I ask him if he ever worries he's gone too far?

"No. I don't come to it in terms of what we are going to do to people. They are meticulously planned out and the people involved are so carefully selected and well taken care of. Even if it is a dark journey they are going through, there's always a good reason for it, and a positive life-changing ending which makes the whole thing worth it."

The thing that does continually surprise him, however, is how reliably the people follow the "tracks I lay down for them".

"It's a very odd feeling when you have this idea that you dream up in your front room and write on a piece of paper and then you witness this actual emotional creature playing that scenario out and it shaping them.

"Like the guy in Apocalypse who believed civilisation had been wiped out. It was such an ambitious and emotional journey for us all."

I suggest that perhaps he could work some psychological manipulation on our politicians and get the Stormont government up and running again.

"I wish. Life would be a lot simpler if I could," laughs Brown, who has been approached in the past by a number of high profile organisations.

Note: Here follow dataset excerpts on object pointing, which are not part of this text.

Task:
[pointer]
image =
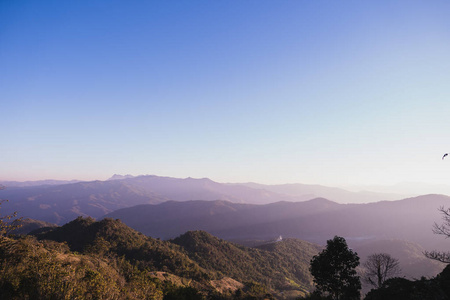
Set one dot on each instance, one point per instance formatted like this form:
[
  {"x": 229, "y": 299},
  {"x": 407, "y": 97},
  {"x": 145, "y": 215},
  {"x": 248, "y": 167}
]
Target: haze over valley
[{"x": 277, "y": 135}]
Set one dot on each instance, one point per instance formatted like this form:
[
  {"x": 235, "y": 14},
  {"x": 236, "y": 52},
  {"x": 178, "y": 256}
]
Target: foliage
[
  {"x": 7, "y": 226},
  {"x": 379, "y": 267},
  {"x": 86, "y": 259},
  {"x": 442, "y": 229},
  {"x": 280, "y": 266},
  {"x": 437, "y": 288},
  {"x": 334, "y": 270}
]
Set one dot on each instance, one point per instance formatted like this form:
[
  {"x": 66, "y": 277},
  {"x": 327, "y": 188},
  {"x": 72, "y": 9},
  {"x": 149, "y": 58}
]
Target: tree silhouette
[
  {"x": 379, "y": 267},
  {"x": 334, "y": 271},
  {"x": 443, "y": 229}
]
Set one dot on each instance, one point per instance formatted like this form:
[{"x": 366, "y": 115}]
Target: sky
[{"x": 339, "y": 93}]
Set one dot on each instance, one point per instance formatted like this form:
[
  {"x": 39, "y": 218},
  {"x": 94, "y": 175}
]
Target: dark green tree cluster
[{"x": 334, "y": 271}]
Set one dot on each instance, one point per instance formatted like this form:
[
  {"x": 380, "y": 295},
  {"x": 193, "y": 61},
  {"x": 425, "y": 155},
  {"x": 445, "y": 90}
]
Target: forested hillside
[{"x": 108, "y": 260}]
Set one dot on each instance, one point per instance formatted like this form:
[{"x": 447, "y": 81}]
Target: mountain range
[
  {"x": 59, "y": 203},
  {"x": 315, "y": 220}
]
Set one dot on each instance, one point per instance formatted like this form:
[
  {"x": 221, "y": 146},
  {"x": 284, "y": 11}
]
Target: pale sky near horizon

"I've been asked by the police and the FBI if I could come and train them. I would have thought they would have been a bit more discreet about it."

Brown is currently writing a book for magicians. "It's more about performance than about tricks," says the Londoner, whose most recent book A Book of Secrets: Finding Comfort in a Complex World could be described as an extension of Showman.

"I'm interested in the opposite of the American mantra of believing in yourself and setting your goals - I don't think that is a helpful way of living. It is our reaction to events that causes distress, not the events themselves."

Brown is also a talented artist, with originals of his celebrity caricatures selling in excess of £15,000.

He admits that whilst he increasingly enjoys writing and painting and hopes to "continue touring", he is "less interested in TV".

Brown is also enjoying being "behind the scenes" in a number of projects, including co-developing a new stage adaptation of HG Wells's science fiction novel The Invisible Man.

Derren Brown – Showman will take place at the Gaiety, Dublin from April 12-16, the Grand Opera House, Belfast from April 19-23 and the Millennium Forum, Derry from April 26-30. Derrenbrown.co.uk.